New paper on Bayesian workflow

(Thanks to Daniel Lee for setting up this blog. We’ve been discussing the idea of a Stan blog for a long time and finally someone took the initiative to set it up! If you want to help out with content check out Daniel’s initial post for details.)

Andrew just posted about this on his blog, but I’ll quickly mention it again here because it will hopefully be of interest to Stan users. A bunch of us recently released a preprint of a new paper on Bayesian workflow. Here’s the abstract:

The Bayesian approach to data analysis provides a powerful way to handle uncertainty in all observations, model parameters, and model structure using probability theory. Probabilistic programming languages make it easier to specify and fit Bayesian models, but this still leaves us with many options regarding constructing, evaluating, and using these models, along with many remaining challenges in computation. Using Bayesian inference to solve real-world problems requires not only statistical skills, subject matter knowledge, and programming, but also awareness of the decisions made in the process of data analysis. All of these aspects can be understood as part of a tangled workflow of applied Bayesian statistics. Beyond inference, the workflow also includes iterative model building, model checking, validation and troubleshooting of computational problems, model understanding, and model comparison. We review all these aspects of workflow in the context of several examples, keeping in mind that in practice we will be fitting many models for any given problem, even if only a subset of them will ultimately be relevant for our conclusions.

Andrew Gelman, Aki Vehtari, Daniel Simpson, Charles C. Margossian, Bob Carpenter, Yuling Yao, Paul-Christian Bürkner, Lauren Kennedy, Jonah Gabry, Martin Modrák

The paper is quite long (70+ pages) and although we’d love for you to read all of it, if that’s not possible we hope many of the sections will be valuable on their own (there’s a table of contents to make it easier to navigate).

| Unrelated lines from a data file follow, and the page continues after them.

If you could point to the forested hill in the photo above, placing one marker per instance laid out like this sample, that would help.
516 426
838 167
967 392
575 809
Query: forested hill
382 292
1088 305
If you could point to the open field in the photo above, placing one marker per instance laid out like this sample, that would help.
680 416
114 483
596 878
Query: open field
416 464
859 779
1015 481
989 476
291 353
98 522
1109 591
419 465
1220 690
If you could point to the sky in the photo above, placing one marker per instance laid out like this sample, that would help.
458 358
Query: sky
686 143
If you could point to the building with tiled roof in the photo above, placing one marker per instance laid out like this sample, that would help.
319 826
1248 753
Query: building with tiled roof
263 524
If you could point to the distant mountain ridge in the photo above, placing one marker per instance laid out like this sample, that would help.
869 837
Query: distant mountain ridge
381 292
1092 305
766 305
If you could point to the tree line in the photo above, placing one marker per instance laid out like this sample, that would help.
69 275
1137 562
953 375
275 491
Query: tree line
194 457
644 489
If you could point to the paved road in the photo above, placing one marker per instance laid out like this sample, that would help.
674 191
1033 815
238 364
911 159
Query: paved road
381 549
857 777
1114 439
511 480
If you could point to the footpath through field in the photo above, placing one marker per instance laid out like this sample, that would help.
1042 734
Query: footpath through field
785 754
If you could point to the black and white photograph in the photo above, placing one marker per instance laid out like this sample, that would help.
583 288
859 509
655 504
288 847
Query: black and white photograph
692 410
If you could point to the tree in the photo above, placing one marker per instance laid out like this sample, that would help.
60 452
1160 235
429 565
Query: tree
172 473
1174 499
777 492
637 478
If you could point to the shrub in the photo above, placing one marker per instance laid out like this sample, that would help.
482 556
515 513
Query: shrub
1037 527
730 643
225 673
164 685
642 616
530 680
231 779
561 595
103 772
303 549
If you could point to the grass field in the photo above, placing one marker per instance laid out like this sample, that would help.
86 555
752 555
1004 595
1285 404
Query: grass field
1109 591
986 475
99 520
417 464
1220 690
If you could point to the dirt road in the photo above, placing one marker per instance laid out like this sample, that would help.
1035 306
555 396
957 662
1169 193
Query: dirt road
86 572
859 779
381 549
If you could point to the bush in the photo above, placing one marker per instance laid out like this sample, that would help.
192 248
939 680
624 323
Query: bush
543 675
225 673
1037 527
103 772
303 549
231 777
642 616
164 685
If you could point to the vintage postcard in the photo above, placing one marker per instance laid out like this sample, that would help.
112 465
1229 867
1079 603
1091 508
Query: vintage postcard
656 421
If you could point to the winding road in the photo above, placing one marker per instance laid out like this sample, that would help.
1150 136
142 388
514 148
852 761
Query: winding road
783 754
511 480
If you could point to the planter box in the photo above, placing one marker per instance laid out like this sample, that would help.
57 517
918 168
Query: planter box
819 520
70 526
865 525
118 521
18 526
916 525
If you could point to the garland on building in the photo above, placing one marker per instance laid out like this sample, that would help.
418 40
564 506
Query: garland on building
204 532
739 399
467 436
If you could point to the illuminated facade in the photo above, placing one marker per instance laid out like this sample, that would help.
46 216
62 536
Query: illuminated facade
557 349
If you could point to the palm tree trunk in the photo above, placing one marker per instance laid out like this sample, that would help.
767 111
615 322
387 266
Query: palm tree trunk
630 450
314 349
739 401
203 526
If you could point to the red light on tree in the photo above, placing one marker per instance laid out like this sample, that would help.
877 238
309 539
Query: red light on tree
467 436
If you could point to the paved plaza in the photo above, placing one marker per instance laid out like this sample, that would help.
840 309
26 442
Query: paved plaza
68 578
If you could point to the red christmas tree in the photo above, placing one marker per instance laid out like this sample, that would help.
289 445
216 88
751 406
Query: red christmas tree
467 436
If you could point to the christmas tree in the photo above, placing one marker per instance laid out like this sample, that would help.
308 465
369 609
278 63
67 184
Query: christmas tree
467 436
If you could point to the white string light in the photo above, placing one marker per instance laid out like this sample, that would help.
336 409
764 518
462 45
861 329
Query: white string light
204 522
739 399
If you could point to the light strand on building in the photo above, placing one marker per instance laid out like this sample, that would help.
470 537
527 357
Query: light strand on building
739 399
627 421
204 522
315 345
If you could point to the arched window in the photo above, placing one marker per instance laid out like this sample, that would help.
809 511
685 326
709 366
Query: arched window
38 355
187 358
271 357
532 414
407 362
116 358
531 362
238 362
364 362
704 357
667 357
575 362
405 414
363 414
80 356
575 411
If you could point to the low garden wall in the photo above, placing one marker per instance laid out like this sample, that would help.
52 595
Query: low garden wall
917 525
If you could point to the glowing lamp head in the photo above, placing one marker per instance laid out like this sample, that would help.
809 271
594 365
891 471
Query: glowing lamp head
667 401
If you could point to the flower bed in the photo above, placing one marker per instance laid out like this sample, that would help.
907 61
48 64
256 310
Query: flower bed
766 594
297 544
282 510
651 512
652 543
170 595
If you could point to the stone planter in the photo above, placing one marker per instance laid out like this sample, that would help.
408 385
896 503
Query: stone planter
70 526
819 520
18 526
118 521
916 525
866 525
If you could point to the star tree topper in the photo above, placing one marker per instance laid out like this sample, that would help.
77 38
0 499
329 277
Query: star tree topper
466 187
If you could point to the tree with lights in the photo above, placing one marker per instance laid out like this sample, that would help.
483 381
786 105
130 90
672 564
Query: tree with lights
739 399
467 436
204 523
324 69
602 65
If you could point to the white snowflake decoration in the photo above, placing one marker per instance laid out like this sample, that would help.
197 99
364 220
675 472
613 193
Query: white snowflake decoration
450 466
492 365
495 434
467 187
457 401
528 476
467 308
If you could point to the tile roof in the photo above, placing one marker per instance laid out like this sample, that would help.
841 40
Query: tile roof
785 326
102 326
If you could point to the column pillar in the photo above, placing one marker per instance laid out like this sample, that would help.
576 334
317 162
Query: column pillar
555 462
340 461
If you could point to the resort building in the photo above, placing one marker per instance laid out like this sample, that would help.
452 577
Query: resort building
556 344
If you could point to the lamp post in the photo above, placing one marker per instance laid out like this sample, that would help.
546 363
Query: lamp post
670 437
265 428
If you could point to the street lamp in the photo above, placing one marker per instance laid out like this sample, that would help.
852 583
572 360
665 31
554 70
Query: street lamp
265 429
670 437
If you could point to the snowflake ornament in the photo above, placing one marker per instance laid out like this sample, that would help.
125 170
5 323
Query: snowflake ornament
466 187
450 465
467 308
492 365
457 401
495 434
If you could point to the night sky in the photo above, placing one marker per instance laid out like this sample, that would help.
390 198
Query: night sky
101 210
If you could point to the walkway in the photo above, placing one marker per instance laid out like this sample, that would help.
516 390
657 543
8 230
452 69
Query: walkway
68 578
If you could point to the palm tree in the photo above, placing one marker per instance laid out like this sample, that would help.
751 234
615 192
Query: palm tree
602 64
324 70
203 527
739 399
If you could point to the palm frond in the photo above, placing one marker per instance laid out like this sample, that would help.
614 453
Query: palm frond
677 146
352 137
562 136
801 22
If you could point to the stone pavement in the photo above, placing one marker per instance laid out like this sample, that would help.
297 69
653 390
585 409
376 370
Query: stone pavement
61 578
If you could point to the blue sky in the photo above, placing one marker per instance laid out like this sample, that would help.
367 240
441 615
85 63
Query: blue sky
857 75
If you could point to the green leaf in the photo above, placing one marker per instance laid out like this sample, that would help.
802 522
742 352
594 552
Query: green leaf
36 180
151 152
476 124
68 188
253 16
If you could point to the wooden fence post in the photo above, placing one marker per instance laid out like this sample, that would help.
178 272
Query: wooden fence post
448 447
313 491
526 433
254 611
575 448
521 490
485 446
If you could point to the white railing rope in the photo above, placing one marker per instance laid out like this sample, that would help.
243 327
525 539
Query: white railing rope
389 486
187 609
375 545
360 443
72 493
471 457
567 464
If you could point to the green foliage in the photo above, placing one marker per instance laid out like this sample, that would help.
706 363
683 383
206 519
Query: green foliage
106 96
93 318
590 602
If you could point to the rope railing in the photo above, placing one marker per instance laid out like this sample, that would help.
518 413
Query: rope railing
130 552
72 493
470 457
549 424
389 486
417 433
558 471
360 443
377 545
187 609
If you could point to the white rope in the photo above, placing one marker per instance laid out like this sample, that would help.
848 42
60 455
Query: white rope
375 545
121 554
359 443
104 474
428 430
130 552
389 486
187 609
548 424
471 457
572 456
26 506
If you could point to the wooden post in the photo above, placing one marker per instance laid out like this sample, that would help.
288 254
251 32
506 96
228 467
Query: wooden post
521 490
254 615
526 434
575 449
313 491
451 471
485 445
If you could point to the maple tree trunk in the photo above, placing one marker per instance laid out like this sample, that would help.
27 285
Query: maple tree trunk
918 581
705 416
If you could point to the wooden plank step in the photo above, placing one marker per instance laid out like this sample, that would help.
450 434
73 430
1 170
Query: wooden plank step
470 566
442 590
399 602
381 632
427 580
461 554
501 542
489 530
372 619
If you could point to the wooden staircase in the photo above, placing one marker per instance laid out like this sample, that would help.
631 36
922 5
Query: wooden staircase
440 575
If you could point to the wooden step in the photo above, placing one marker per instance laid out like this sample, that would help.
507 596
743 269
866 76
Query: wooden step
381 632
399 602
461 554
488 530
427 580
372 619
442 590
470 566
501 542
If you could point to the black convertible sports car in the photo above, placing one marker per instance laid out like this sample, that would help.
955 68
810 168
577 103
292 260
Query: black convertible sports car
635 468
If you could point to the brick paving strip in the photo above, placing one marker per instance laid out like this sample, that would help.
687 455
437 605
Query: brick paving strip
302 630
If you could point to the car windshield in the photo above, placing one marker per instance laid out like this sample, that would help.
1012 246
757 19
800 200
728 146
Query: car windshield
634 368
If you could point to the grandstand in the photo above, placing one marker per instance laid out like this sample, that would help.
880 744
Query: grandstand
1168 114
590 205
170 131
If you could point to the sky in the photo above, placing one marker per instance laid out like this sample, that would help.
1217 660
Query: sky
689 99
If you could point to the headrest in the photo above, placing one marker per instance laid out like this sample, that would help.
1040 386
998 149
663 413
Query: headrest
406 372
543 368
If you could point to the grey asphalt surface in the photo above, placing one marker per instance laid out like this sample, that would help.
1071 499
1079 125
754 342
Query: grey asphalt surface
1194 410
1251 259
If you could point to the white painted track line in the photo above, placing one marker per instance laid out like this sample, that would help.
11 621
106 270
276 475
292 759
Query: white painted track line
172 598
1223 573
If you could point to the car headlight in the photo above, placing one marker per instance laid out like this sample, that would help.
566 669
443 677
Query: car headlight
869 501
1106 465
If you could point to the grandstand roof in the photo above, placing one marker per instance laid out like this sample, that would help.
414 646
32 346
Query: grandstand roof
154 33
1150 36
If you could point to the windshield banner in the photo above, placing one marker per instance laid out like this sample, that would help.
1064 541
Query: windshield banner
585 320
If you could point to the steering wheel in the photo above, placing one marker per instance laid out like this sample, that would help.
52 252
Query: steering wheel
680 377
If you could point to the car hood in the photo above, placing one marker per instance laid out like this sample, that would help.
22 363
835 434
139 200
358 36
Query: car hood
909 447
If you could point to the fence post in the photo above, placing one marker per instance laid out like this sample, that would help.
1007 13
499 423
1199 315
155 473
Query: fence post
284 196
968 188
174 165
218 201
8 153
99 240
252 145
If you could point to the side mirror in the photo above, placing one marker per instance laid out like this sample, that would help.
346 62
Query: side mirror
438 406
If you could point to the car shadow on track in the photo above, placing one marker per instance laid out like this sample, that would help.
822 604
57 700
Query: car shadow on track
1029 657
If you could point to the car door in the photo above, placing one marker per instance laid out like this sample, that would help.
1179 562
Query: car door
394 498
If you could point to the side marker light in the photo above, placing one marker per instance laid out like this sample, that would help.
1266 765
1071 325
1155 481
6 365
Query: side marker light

One particularly interesting aspect of working on this paper was the disagreement among the authors about various important topics. I’m not sure if it comes through at all in the text because in most cases I think the disagreements were minimal and we were able to present a unified perspective in the paper, but there are definitely issues where differences remain. For example, I think all of us more or less agree on most of the benefits and limitations of approximate inference algorithms, but the extent to which we’re actually comfortable using them (and in which circumstances) varies quite a bit from person to person based on different experiences, philosophies, and priorities.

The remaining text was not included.